Woe to the unsuspecting reader who enters PCG unaware of this monstrous medicine ban!

These people have made the ultimate sacrifice and when PCG makes a book such as Raising the Ruins their sacrifice is simply hidden away like an embarrassment. That is all the thanks these devoted souls get in that book from the leaders they trusted to the point of death for trusting their lives to the PCG even unto death.

More on Raising the Ruins may be read here.

4 comments:

  1. One of the most tragic things I've ever heard is how Loma Armstrong died of a simple bowel obstruction. A minor trip to any doctor could have saved her life.

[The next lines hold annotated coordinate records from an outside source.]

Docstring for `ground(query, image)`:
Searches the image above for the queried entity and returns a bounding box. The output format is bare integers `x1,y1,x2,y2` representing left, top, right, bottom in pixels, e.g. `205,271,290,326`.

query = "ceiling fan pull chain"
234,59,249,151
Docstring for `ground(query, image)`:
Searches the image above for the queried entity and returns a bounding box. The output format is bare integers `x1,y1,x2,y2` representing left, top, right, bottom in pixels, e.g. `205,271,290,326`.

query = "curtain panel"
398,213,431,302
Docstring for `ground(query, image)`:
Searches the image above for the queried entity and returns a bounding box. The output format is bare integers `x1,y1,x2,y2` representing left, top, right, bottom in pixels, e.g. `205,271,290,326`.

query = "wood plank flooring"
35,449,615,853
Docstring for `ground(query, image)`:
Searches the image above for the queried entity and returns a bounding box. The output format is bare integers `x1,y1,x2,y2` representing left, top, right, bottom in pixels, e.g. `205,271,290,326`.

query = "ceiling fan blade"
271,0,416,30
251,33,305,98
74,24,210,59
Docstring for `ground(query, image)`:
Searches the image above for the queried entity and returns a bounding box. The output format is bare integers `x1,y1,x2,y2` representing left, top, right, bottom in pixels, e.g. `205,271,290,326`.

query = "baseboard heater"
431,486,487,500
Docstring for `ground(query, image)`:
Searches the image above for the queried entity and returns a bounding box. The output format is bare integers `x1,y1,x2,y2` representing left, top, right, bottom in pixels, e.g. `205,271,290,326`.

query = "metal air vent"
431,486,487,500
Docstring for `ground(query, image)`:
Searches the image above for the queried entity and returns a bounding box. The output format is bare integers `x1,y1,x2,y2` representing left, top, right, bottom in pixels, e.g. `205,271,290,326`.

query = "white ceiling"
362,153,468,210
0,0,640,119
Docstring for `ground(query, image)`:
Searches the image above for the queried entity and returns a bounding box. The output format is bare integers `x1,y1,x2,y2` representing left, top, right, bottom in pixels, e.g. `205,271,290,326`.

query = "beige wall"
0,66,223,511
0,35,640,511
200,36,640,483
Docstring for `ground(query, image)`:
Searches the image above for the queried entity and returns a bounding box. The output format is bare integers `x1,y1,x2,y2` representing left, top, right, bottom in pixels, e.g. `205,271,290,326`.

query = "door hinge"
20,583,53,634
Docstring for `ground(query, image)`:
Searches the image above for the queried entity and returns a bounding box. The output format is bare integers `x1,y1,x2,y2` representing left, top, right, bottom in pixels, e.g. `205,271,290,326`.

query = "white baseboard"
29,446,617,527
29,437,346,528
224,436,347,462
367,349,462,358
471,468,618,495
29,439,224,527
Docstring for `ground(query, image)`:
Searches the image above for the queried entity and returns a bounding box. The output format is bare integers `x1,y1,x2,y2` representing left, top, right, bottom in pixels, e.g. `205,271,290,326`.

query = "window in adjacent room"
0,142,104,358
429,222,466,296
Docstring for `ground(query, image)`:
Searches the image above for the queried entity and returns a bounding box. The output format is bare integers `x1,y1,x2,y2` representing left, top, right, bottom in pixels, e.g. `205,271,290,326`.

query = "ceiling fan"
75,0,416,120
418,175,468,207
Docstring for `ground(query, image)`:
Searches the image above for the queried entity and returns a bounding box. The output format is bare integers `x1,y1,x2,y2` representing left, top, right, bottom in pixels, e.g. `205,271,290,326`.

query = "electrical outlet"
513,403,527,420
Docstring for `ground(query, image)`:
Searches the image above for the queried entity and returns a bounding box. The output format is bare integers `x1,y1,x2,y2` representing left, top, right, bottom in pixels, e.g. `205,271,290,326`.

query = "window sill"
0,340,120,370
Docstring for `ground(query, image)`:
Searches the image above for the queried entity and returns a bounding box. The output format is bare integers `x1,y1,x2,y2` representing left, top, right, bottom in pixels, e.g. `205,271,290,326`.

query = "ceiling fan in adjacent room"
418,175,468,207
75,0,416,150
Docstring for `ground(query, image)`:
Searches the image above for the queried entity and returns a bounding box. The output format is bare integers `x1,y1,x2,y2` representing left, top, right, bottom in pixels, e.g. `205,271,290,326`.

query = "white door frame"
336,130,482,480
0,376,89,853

    HWA, however, thought it best to save trips to the doctor for the times when he needed medical help. He saved his own skin but allowed his wife to die.

    Then at last he changed the doctrine that he supposedly received from God. And that change came after untold believers suffered and died along with his wife. It cannot be stressed enough that this is no light matter whatsoever!

    If HWA was an Apostle of God who received the teaching from God, why did he not follow it, preferring to make exceptions for himself while outspokenly condemning it for all others? If it was from God, why did HWA change it? If it was from God, was that originally or after he changed it? At which time was he making false claims of divine inspiration; before the change, after the change... or both?? If we can't trust HWA on this matter (of life or death), on which other teachings is he suspect?

    ReplyDelete
  2. HWA] asked, “Do we ever need doctors?" Answer: “Yes we do—but the true people of God do not need them to compete with God as our God-healer ….” Mr. Armstrong’s teaching on this subject was similar to any other church doctrine: PUT GOD FIRST.

    This is one of those subtle manipulations of Amrstrong. To put it more plainly, If you go to a Dr. then you are not one of the true people of God. You will hold out and not see a Dr.

    The inference that most people in the church would conclude would be that their salvation would come under question because of their weak faith.

    ReplyDelete
  3. It is with interest that Herbert put trust in men and not God to build his overpriced temple. If Herbert had trusted God there would, one morning, be an auditorium standing there that if as magic appeared out of thin air.

    You see, Herb trusted in men to build his auditorium. He knew through logic that this magic appearance would never occur. So why not doctors?

    It is because Herbert needed control of the dumb flock. It was all about control and nothing to do with faith. If someone used a doctor they would be looked down on as weak. How many like to be looked down on like a dog? Few if any. So what can you do when sickness hits? You stay within the confines of this control even if the illness can kill you. It is called peer pressure from the top on down. It is the way of "the world" in which to control others.

    ReplyDelete
  4. Note, on 12 April I altered this post. I did not cut anything out but decided to shift some material around in this post.